Notice that Gorsuch's reasoning effectively disposes of both of the main arguments advanced by the majority: $8850 and Von Neumann are not dispositive precedents, because both were customs cases, which are a special, distinct situation. For the same reason, the Founding-era evidence cited by Kavanaugh is also inadequate. It too focuses on customs legislation.

More generally, if Gorsuch is right to conclude that "a government seeking to deprive an individual of her property could do so only after a trial before a jury in which it (not the individual) bore the burden of proof," then the Alabama laws at issue in this case are clearly unconstitutional! A procedure under which the government can seize and hold on to property for many months before providing any kind of hearing clearly doesn't meet that standard. Ditto for the way in which Alabama (like many other states) effectively shifts the burden of proof onto the property owner.

Thus, by their own reasoning, Gorsuch and Thomas should have dissented. Even if a "separate preliminary hearing" isn't required, the government still may not seize property without holding a trial first, and a procedure that, as Gorsuch puts it, allows "it take and keep private property without a warrant or any other form of prior process" is clearly unconstitutional, and violates the requirement of a "timely" hearing.

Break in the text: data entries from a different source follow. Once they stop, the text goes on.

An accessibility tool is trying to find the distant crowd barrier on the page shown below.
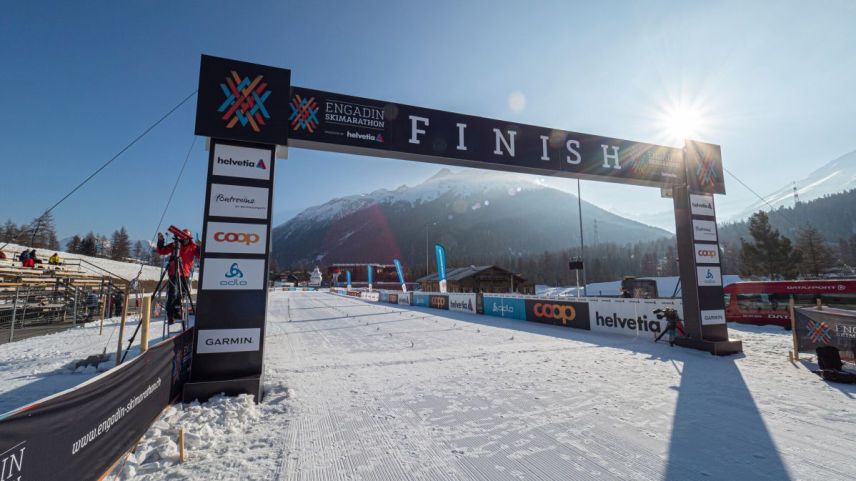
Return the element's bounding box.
[330,288,683,339]
[793,306,856,362]
[0,330,193,481]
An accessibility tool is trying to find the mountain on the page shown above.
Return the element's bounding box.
[272,169,671,268]
[730,150,856,221]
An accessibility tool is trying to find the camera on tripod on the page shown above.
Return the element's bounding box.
[167,225,193,241]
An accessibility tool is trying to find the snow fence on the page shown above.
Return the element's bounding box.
[330,288,683,339]
[0,330,193,481]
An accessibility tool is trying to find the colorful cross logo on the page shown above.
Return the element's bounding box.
[808,320,832,344]
[288,95,318,133]
[217,70,271,132]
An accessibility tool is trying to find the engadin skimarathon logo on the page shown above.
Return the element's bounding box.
[288,94,318,133]
[324,100,386,129]
[0,441,27,481]
[216,156,267,170]
[220,262,247,286]
[217,70,271,132]
[594,311,663,332]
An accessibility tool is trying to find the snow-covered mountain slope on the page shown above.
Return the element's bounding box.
[728,150,856,221]
[273,169,671,267]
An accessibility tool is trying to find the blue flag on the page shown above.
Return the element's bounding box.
[392,259,407,292]
[434,244,446,292]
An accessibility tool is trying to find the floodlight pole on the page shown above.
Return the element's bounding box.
[577,177,588,297]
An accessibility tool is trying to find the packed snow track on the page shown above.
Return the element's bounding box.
[121,292,856,481]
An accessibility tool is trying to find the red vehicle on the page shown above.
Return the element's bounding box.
[724,279,856,329]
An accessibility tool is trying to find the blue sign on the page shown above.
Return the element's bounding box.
[484,296,526,321]
[392,259,404,284]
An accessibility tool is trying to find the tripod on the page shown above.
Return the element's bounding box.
[120,236,196,362]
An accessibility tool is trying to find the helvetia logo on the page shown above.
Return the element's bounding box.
[0,441,27,481]
[220,262,247,286]
[217,155,267,170]
[594,311,663,332]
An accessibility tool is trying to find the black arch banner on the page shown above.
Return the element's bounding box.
[288,86,725,193]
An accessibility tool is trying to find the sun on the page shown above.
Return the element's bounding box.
[657,102,709,145]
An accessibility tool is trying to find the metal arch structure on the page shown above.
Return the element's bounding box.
[184,55,742,400]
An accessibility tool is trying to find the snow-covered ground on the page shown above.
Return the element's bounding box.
[0,292,856,481]
[0,317,178,414]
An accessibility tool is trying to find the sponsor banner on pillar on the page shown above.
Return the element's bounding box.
[392,259,407,292]
[693,219,717,242]
[525,299,591,330]
[690,194,716,217]
[196,329,261,354]
[211,143,273,180]
[208,183,268,219]
[693,244,719,264]
[202,257,266,291]
[484,295,526,321]
[205,222,268,255]
[589,298,683,337]
[449,292,476,314]
[289,87,696,186]
[434,244,446,292]
[428,294,449,311]
[701,309,725,326]
[696,266,722,287]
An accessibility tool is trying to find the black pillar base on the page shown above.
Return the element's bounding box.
[181,376,264,404]
[675,337,743,356]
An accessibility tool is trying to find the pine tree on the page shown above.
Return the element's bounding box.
[110,226,131,260]
[740,211,801,279]
[796,225,835,277]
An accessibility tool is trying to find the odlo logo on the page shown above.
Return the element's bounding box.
[214,232,260,246]
[0,441,27,481]
[532,302,577,324]
[220,262,247,286]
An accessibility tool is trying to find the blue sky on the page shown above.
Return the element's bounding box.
[0,0,856,238]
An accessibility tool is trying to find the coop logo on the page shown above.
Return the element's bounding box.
[428,296,449,309]
[0,441,27,481]
[694,244,719,264]
[532,302,577,324]
[345,130,383,144]
[196,328,261,354]
[217,70,271,132]
[214,232,261,245]
[701,309,725,326]
[594,311,663,332]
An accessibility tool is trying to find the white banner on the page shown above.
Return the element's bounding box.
[196,328,261,354]
[208,184,268,219]
[589,298,683,339]
[202,258,266,291]
[205,222,267,254]
[212,144,272,180]
[449,292,476,314]
[696,266,722,287]
[693,220,716,242]
[690,194,716,216]
[693,244,719,264]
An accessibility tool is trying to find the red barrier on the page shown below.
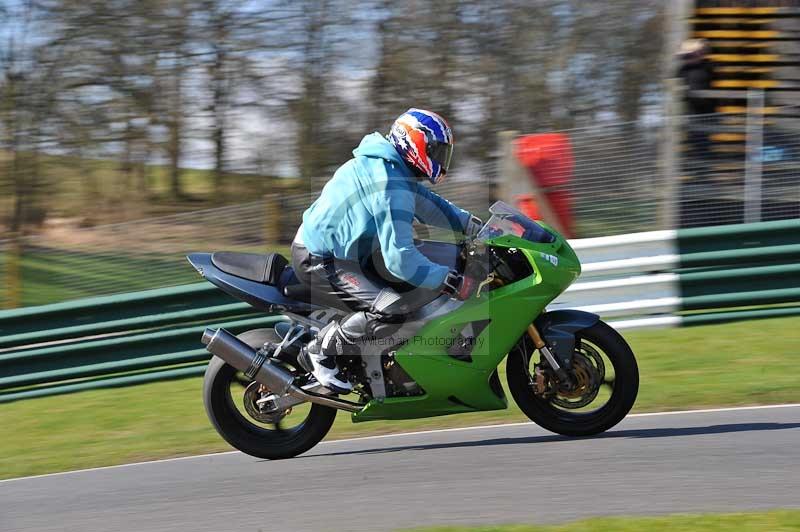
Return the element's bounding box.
[514,133,574,238]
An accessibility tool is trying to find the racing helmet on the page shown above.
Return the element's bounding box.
[386,108,453,185]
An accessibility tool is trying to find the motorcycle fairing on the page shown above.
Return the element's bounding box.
[353,231,580,422]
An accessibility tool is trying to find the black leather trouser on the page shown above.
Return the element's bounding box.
[292,242,439,342]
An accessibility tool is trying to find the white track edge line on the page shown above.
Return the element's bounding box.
[0,403,800,484]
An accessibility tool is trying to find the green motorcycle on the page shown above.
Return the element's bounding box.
[188,202,639,459]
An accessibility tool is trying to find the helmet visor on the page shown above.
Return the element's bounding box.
[428,142,453,172]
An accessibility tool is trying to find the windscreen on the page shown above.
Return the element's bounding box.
[478,201,556,244]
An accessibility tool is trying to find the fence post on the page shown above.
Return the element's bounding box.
[656,78,685,229]
[264,194,281,245]
[744,89,764,223]
[4,233,22,309]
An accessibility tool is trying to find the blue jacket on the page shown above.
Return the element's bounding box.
[300,133,470,288]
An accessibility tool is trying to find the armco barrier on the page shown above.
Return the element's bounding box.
[0,283,280,402]
[0,220,800,403]
[550,216,800,329]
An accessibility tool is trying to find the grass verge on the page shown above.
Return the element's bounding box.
[0,318,800,478]
[406,510,800,532]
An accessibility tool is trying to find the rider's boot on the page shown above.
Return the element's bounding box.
[307,322,360,394]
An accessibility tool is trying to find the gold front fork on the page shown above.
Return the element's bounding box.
[528,323,570,383]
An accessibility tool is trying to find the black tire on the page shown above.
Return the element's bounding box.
[507,321,639,436]
[203,328,336,460]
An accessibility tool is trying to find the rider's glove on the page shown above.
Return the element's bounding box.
[464,216,483,238]
[442,272,475,301]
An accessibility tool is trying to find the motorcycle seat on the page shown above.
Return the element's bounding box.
[211,251,289,286]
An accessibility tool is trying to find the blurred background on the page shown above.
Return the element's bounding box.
[0,0,800,308]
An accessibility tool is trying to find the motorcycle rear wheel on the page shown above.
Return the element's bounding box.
[507,321,639,436]
[203,330,336,460]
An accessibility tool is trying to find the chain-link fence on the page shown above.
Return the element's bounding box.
[673,106,800,227]
[0,101,800,306]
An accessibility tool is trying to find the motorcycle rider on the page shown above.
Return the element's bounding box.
[292,108,483,394]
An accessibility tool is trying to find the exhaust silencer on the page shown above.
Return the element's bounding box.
[201,328,363,412]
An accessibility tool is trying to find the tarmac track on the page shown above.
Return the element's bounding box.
[0,405,800,532]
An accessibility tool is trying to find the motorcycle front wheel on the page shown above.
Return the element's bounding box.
[203,330,336,460]
[507,321,639,436]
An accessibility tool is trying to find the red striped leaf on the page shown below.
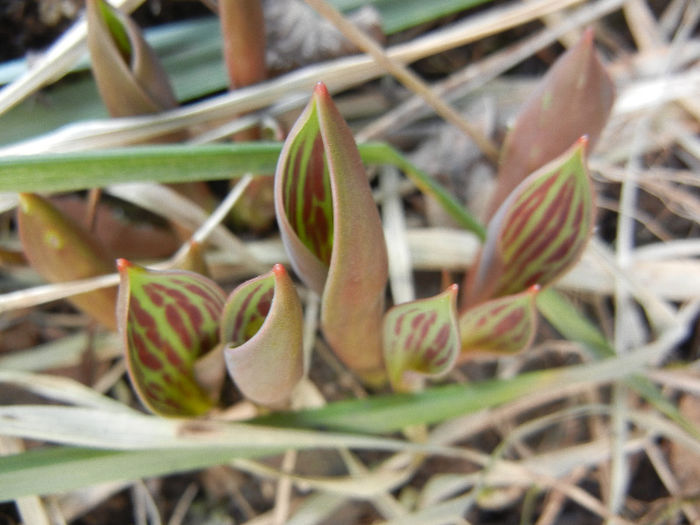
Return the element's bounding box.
[465,137,594,306]
[459,285,540,357]
[489,29,615,216]
[384,284,460,391]
[275,83,388,382]
[221,264,303,405]
[117,259,225,416]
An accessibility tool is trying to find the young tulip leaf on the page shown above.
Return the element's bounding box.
[86,0,177,117]
[275,83,388,381]
[221,264,304,405]
[275,85,333,295]
[17,193,117,330]
[459,285,540,358]
[489,29,615,216]
[117,259,225,416]
[384,284,460,392]
[465,137,594,306]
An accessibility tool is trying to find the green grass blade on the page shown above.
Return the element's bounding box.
[0,142,282,192]
[0,447,275,501]
[0,142,486,239]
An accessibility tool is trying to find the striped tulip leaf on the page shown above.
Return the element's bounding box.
[383,284,460,392]
[489,29,615,215]
[275,83,388,381]
[459,285,540,358]
[465,137,595,306]
[86,0,177,117]
[220,264,303,405]
[117,259,225,416]
[17,193,117,330]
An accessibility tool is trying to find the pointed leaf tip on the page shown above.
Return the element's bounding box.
[221,264,303,405]
[117,259,224,416]
[465,137,595,306]
[459,284,540,358]
[314,81,330,97]
[383,284,460,392]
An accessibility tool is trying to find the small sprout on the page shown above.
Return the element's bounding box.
[117,259,225,416]
[221,264,304,405]
[275,83,388,382]
[86,0,177,117]
[465,137,594,307]
[17,193,117,330]
[384,284,460,392]
[459,285,540,357]
[489,29,615,216]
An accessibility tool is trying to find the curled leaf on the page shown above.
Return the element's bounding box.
[384,284,460,391]
[489,29,615,216]
[117,259,225,416]
[275,83,388,381]
[465,137,594,306]
[86,0,177,117]
[17,193,117,330]
[459,285,540,357]
[221,264,303,405]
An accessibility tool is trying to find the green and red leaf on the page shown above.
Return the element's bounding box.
[459,285,540,358]
[465,137,595,306]
[17,193,117,330]
[489,29,615,216]
[117,259,225,416]
[221,264,304,405]
[275,83,388,381]
[384,284,460,392]
[275,84,333,295]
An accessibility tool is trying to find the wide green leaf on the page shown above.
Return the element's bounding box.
[221,264,303,405]
[117,259,225,416]
[383,284,460,392]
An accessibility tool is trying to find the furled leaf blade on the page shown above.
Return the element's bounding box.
[221,264,303,405]
[86,0,177,117]
[383,285,460,392]
[117,259,224,416]
[490,29,615,215]
[17,193,117,330]
[275,92,333,294]
[467,137,594,305]
[459,285,539,358]
[313,84,388,383]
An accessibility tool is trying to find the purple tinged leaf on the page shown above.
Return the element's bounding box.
[275,83,388,382]
[221,264,304,406]
[86,0,177,117]
[464,137,595,306]
[489,29,615,216]
[117,259,225,416]
[459,285,540,358]
[17,193,117,330]
[384,284,460,392]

Justice Sotomayor's dissenting opinion offers additional constitutional criticisms of the Alabama asset forfeiture system, and others like it. Like Gorsuch, she also highlights the perverse incentives created by the current system (which allows law enforcement to profit from seizures), ways in which that system disproportionately burdens the poor and disadvantaged, including property owners who don't have the resources for a prolonged legal battle. Losing the use of your car for many months may be only a moderate burden for the relatively affluent. It's a much bigger one for a poor or working class person. She also points out additional flaws in the majority's use of precedent.

From the standpoint of civil libertarians and property rights advocates, there is a silver lining to today's otherwise terrible decision: at least five justices seem open to issuing a broader ruling curbing asset forfeiture. In his concurring opinion, Gorsuch comes close to inviting litigants to file a broad challenge arguing that most asset forfeitures require a prior jury trial:

Why does a Nation so jealous of its liberties tolerate expansive new civil forfeiture practices that have "led to egregious and well-chronicled abuses"? Leonard, 580 U. S., at 1180 (statement of THOMAS, J.). Perhaps it has something to do with the relative lack of power of those on whom the system preys. Perhaps government agencies' increasing dependence on forfeiture as a source of revenue is an important piece of the puzzle…. But maybe, too, part of the reason lies closer to home. In this Nation, the right to a jury trial before the government may take life, liberty, or property has always been the rule. Yes, some exceptions exist. But perhaps it is past time for this Court to examine more fully whether and to what degree contemporary civil forfeiture practices align with that rule and those exceptions.

If Justice Sotomayor's dissent is any indication, the three liberal justices also seem open to a broader attack on at least the more egregious current asset forfeiture practices, prevalent in many states.  Defense lawyers and public interest organizations should take note—and take up Gorsuch's thinly veiled invitation. Victory may yet be snatched from the jaws of today's defeat.